Table of Contents

PostgreSQL Performance: Optimasi Database PostgreSQL untuk Aplikasi High-Traffic

Pernah nggak sih aplikasi kamu yang menggunakan PostgreSQL tiba-tiba jadi lambat seperti siput yang kelelahan? Atau dapat alert “database connection timeout” ketika traffic sedang tinggi? Saya pernah mengalami ini di sebuah startup e-commerce – query yang biasanya jalan 50ms tiba-tiba jadi 5 detik saat flash sale!

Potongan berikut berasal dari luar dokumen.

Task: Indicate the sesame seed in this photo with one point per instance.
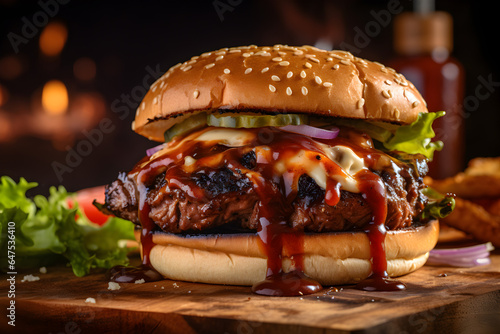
(262, 53)
(360, 103)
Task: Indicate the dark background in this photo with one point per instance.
(124, 38)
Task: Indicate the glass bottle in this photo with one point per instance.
(423, 41)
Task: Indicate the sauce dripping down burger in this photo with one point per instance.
(283, 168)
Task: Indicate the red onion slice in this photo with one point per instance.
(155, 149)
(312, 131)
(462, 257)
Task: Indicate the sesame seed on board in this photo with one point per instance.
(360, 103)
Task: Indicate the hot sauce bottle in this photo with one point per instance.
(423, 41)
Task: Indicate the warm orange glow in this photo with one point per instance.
(53, 38)
(3, 95)
(10, 67)
(84, 69)
(55, 97)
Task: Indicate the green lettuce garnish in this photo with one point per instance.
(439, 205)
(47, 231)
(414, 138)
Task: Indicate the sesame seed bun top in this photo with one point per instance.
(281, 79)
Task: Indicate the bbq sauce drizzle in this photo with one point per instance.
(275, 198)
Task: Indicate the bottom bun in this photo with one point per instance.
(329, 258)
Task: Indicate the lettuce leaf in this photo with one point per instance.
(414, 138)
(439, 205)
(47, 231)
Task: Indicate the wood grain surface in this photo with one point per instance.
(438, 299)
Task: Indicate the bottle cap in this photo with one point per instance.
(417, 33)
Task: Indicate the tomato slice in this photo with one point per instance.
(85, 197)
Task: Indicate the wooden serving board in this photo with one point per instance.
(437, 299)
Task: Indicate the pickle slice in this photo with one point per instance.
(256, 121)
(192, 123)
(233, 121)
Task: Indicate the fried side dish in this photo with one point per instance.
(477, 210)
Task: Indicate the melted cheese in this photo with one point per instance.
(304, 161)
(227, 137)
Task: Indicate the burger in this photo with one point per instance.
(284, 168)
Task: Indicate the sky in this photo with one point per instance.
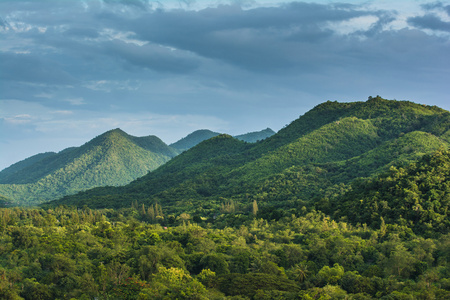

Setelah investigasi mendalam, ternyata masalahnya bukan di hardware, tapi di konfigurasi dan query design yang tidak optimal. Yang menarik, setelah di-optimize, performance bisa meningkat hingga 10x tanpa upgrade server sama sekali!

Di panduan ini, kita akan explore teknik optimasi PostgreSQL dari basic sampai advanced. Kita akan fokus pada practical solutions yang benar-benar berdampak untuk aplikasi production.

Mengapa PostgreSQL untuk Aplikasi High-Traffic?

Sebelum masuk ke optimasi, mari pahami dulu kenapa PostgreSQL layak dipertimbangkan:

ACID Compliance: Data integrity yang solid untuk transaksi kritikal
Advanced Features: JSONB, Full-text search, Geospatial, Window functions
Extensibility: Bisa ditambah dengan extensions seperti PostGIS, TimescaleDB
Performance: Optimizer yang sophisticated dan parallel query execution
Community: Open-source dengan development yang aktif

Companies yang menggunakan PostgreSQL: Instagram, Spotify, Apple, Reddit, Airbnb.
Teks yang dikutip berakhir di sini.